At 704, the method 700 comprises forming a second circuit branch 104 in parallel with the first circuit branch 102 and/or comprising a second Josephson junction 110. In one or more embodiments, the forming at 702 and/or 704 creates a nonlinear magnetic flux leakage element 100. Additionally, the method 700 comprises connecting the nonlinear magnetic flux leakage element 100 and a superconducting inductor 114 in series to form a dynamic storage loop 112. The dynamic storage loop 112 can be incorporated into one or more dcpowered DSFQ logic circuits (e.g., DSFQ delay buffer 200, DSFQ AND logic gate 300, DSFQ OR logic gate 400, DSFQ transparent latch 500), wherein the dynamic storage loop 112 enables the DSFQ logic circuits to have a selfresetting internal state characterized by two time constants. For example, a first time constant of the selfresetting internal state is defined by the small resistor 108 comprised within the nonlinear magnetic flux leakage element 100. Also, a second time constant of the selfresetting internal state is an intrinsic time constant of Josephson junctions.
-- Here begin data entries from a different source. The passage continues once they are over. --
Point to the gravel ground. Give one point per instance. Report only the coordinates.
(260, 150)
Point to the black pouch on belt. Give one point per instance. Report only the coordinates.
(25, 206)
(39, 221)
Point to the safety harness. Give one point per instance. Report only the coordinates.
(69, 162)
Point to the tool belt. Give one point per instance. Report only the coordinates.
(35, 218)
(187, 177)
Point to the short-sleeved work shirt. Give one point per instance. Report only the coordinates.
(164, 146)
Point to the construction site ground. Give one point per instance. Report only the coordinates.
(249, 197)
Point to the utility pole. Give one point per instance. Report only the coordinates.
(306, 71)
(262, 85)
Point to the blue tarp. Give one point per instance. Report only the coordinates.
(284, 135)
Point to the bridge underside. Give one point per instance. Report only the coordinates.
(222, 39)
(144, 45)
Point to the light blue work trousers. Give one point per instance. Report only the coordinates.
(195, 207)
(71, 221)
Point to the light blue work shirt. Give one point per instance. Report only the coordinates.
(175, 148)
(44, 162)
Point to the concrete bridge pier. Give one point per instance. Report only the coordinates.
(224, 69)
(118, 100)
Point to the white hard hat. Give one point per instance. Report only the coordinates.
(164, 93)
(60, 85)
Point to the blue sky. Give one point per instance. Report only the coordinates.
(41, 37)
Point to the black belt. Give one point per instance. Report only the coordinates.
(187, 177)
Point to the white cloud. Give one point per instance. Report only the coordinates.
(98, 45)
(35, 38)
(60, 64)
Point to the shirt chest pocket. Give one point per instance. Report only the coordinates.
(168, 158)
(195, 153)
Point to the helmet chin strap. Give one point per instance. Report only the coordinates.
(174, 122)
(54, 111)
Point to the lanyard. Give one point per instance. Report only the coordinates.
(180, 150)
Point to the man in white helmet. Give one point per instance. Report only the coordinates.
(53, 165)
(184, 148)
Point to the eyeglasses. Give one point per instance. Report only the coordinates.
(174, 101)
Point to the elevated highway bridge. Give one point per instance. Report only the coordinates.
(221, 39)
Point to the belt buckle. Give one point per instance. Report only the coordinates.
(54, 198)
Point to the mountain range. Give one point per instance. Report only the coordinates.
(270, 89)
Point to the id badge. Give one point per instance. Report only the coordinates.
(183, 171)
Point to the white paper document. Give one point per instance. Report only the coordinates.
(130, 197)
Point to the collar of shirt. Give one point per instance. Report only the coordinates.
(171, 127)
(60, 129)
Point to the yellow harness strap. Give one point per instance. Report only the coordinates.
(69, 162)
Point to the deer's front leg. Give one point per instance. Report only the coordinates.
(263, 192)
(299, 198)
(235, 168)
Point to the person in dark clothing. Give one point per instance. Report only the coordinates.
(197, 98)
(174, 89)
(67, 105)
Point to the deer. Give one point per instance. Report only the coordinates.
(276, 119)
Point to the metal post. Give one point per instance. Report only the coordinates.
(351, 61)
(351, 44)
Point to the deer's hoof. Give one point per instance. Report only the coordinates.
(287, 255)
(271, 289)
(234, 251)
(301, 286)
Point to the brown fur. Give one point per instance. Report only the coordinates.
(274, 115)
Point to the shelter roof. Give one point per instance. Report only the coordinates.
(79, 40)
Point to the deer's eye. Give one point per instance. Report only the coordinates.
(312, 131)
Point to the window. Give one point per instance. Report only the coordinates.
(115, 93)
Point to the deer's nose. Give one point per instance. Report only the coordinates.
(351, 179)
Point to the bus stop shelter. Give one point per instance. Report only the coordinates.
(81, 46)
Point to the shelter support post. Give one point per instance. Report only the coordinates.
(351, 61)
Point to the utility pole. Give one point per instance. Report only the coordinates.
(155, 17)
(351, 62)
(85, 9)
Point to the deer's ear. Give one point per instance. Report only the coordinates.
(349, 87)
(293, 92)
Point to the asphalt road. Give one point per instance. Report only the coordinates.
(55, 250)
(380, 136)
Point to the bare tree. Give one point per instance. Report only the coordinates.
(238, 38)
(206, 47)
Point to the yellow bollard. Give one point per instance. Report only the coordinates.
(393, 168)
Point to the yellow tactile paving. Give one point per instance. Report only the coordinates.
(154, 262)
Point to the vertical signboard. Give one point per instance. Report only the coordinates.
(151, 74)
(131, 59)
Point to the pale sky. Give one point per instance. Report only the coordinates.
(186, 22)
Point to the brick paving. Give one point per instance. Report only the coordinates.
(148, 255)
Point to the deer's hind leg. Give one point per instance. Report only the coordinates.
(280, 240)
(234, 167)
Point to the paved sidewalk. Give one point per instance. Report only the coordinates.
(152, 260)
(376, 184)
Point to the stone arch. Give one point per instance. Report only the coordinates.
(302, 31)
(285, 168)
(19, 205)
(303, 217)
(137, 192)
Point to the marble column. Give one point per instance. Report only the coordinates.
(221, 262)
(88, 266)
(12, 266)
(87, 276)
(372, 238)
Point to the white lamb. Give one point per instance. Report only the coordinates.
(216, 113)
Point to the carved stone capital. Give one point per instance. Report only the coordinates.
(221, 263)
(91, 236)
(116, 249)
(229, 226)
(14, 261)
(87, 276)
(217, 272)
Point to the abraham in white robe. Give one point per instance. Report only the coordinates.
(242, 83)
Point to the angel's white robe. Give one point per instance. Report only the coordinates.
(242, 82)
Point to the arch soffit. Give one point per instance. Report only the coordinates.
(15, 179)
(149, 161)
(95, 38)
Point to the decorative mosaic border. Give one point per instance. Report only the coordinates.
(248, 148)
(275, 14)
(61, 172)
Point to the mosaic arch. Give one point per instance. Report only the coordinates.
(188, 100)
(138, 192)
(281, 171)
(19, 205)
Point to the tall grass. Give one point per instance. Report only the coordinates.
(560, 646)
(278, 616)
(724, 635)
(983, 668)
For instance, the selfresetting internal state is at least partially characterized by Equations 13 described herein.
In addition, the term “or” is intended to mean an inclusive “or” rather than an exclusive “or.” That is, unless specified otherwise, or clear from context, “X employs A or B” is intended to mean any of the natural inclusive permutations. That is, if X employs A; X employs B; or X employs both A and B, then “X employs A or B” is satisfied under any of the foregoing instances. Moreover, articles “a” and “an” as used in the subject specification and annexed drawings should generally be construed to mean “one or more” unless specified otherwise or clear from context to be directed to a singular form. As used herein, the terms “example” and/or “exemplary” are utilized to mean serving as an example, instance, or illustration. For the avoidance of doubt, the subject matter disclosed herein is not limited by such examples. In addition, any aspect or design described herein as an “example” and/or “exemplary” is not necessarily to be construed as preferred or advantageous over other aspects or designs, nor is it meant to preclude equivalent exemplary structures and techniques known to those of ordinary skill in the art.
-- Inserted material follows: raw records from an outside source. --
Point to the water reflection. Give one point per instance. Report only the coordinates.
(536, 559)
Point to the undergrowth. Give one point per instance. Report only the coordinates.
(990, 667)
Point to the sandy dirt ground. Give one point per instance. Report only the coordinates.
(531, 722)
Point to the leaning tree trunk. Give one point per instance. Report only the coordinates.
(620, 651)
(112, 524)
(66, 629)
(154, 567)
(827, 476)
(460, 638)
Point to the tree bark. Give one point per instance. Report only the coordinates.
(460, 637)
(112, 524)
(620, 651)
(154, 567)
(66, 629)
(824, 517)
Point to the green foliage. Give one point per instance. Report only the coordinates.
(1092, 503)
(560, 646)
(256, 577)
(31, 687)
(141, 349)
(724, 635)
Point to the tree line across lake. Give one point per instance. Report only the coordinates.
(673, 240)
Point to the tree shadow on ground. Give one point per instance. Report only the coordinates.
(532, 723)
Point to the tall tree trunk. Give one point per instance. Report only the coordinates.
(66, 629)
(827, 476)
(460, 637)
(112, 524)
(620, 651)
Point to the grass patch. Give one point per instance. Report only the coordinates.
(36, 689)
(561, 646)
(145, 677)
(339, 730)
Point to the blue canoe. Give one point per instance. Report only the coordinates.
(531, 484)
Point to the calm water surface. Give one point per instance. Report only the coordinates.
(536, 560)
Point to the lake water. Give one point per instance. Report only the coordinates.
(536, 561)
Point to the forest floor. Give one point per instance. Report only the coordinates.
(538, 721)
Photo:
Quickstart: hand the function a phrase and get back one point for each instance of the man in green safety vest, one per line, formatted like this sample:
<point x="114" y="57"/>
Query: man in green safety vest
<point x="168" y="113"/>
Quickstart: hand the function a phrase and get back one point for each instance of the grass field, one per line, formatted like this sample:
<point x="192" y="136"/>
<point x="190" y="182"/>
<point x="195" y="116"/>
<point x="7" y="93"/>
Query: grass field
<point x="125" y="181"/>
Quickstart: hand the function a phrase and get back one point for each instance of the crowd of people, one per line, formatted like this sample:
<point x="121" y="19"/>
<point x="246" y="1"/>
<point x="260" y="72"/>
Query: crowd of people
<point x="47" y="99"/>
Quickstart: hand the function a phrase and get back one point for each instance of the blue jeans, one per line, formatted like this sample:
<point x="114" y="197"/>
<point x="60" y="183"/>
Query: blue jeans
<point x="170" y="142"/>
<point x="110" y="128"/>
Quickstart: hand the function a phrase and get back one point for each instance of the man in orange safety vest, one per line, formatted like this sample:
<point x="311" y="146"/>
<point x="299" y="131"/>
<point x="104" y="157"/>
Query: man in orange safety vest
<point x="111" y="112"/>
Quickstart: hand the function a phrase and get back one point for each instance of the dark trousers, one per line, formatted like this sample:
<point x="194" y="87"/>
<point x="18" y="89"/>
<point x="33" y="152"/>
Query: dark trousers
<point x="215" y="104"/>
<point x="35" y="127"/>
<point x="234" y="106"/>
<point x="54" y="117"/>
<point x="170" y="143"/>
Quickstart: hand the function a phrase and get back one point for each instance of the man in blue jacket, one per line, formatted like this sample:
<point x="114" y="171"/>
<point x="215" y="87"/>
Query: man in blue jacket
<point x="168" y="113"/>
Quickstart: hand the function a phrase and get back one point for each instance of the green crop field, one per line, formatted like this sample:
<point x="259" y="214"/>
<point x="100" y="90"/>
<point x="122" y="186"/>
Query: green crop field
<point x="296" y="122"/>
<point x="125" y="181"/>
It is, of course, not possible to describe every conceivable combination of components, products and/or methods for purposes of describing this disclosure, but one of ordinary skill in the art can recognize that many further combinations and permutations of this disclosure are possible. Furthermore, to the extent that the terms “includes,” “has,” “possesses,” and the like are used in the detailed description, claims, appendices and drawings such terms are intended to be inclusive in a manner similar to the term “comprising” as “comprising” is interpreted when employed as a transitional word in a claim. The descriptions of the various embodiments have been presented for purposes of illustration, but are not intended to be exhaustive or limited to the embodiments disclosed. Many modifications and variations will be apparent to those of ordinary skill in the art without departing from the scope and spirit of the described embodiments. The terminology used herein was chosen to best explain the principles of the embodiments, the practical application or technical improvement over technologies found in the marketplace, or to enable others of ordinary skill in the art to understand the embodiments disclosed herein.